Now, if we’re getting REALLY annoying, this is another spice I like to add to my coffee. Nutmeg is so good in baking too- everyone should have this in their kitchen. It helps digestion & promotes gorgeous skin & shiny hair.

Oregano is so great to add to any sauce- just like basil. I always add it to GG pizzas. It’s anti-inflammatory, has anti-cancer properties, & contains vitamins A, C, E, and K, as well as fiber, folate, iron, magnesium, vitamin B6, calcium, & potassium.

Sesame seeds
These are always recommended by Ingrid. She loves all sesame seeds for hormone health. You can also use tahini- just make sure it’s raw. Sesame seeds are packed with minerals like copper, magnesium, & calcium. They’re a great source of fiber & really good for your hair. You can use them in muffins, on top of bagels or salads, & in veggie stirfrys. Just keep them on hand so you can pour them over whatever you’re eating.

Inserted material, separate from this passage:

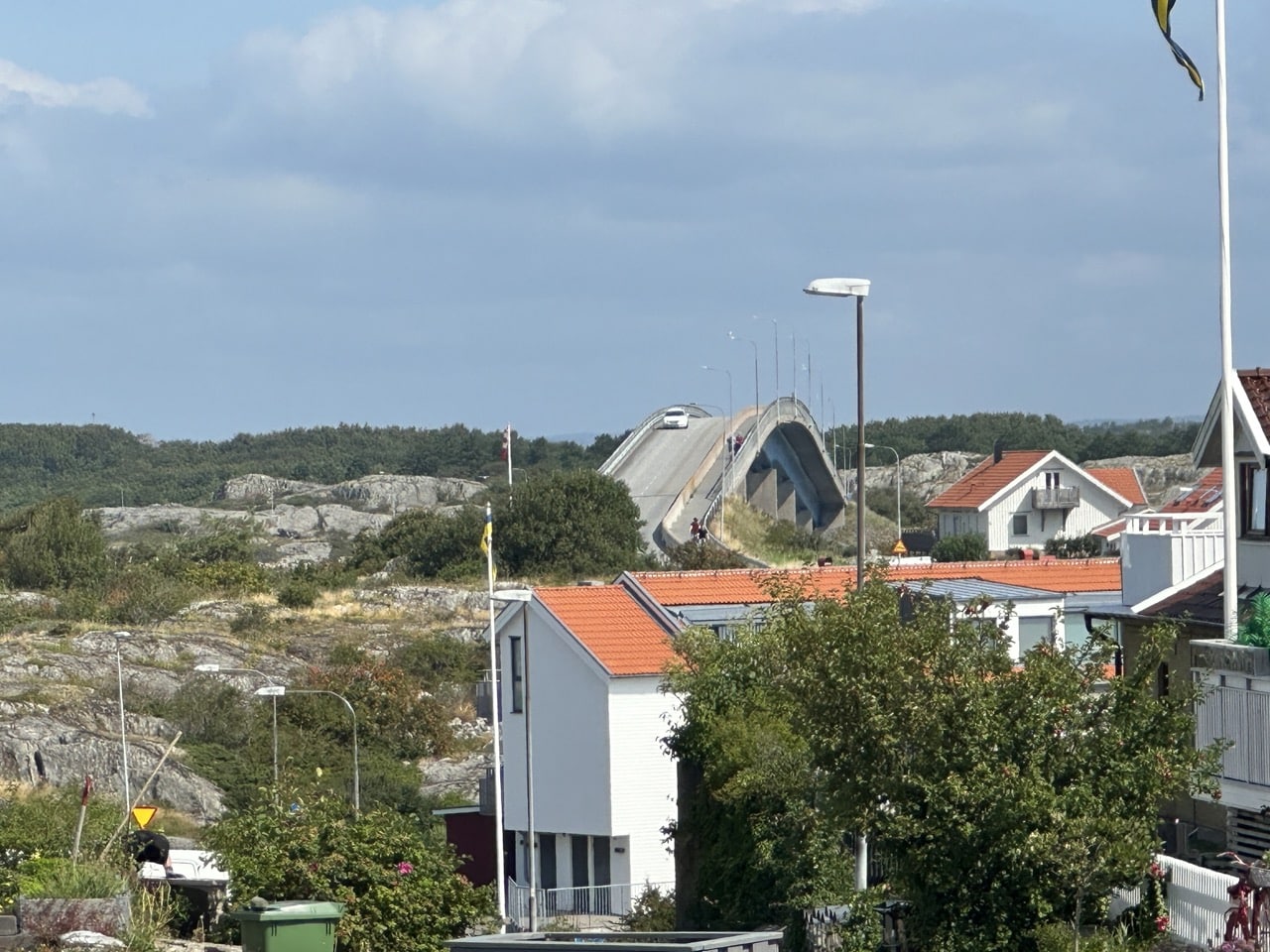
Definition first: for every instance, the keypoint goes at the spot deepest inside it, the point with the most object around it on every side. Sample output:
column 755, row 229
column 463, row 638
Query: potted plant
column 56, row 896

This became a standout star in my life after double jaw surgery. It’s known as being very anti-inflammatory. I’ve been testing out Vani’s (of Food Babe) pure turmeric pills, so I get it that way but I also like to add it to Four Sigmatic Golden Milk or coffee. BE AWARE because turmeric is a little bitch. It’ll make your fingers orange, just like Flaming Hot Cheetos make your fingers red. You gotta be careful with your oversized white hoodie or your dog’s white fur coat.

If you guys like this spice post my recommendation would be to save the picture at the top in your phone or screen shot it. You need to start a spice collection if you haven’t yet. Incorporate them into your everyday foods & drinks. Don’t neglect them.

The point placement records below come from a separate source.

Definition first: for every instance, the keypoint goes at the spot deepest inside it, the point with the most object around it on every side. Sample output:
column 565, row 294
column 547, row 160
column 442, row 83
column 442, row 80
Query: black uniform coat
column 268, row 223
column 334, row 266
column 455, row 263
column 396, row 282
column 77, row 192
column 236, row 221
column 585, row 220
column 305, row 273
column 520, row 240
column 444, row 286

Do you guys want to see a post like this, but all about fresh herbs? Let me know below.

I’m off to make some golden milk with almond milk, cinnamon & nutmeg.

Happy Monday!

x, lauryn

+ Check out the most amazing homemade potpourri recipe.

++ Use cinnamon stick to make this spicy, boozy drink.


  1. I grew up in Sydney where spices in cooking is the done thing! This is a great breakdown of why they’re so special. Thanks for sharing babe!
    xx Bry Jaimea

  2. Great post! So many people are too careful about adding spices. When I cook I have to watch out it isn’t too spicy… sooo boring! Thanks for this post! I’m definitely gonna mention it in my next food post 🙂

  3. My favorite one out of all those is nutmeg! It is so delicious in coffee!!

    -Kate Christine

    Seriously. I am also totally addicted to cinnamon ESP. in my coffee. now I can’t stop thinking about it. 🙂

  5. One of my favorite childhood memories is the smell of cinnamon tea that my grandmother makes during the holidays. When I lived in Sienna, Italy for a summer I learned from a local a simple yet super tasty chicken dish using nothing but olive oil and herbs. Love it!

  6. Spices are great. Besides garlic and onions I only discovered them a few years ago when my dad was told to control his salt because of his hypertension. Since then, we’ve experimented more with herbs and spices and couldn’t believe the flavors we were missing before.

  7. Interesting post, but I’m confused …’make spices more of a thing in America’??? We have and use spices. Who doesn’t cook with herbs & spices? I can understand if someone always eats out and never makes their own food. But if not, are they just eating unseasoned food? And if so, WHY? Do not eat unseasoned food, people! You deserve better and you should be mad at whoever raised you/ taught you to cook if they forgot to mention herbs and spices. I literally cannot imagine a life of unseasoned food and wouldn’t wish that on my worst enemy.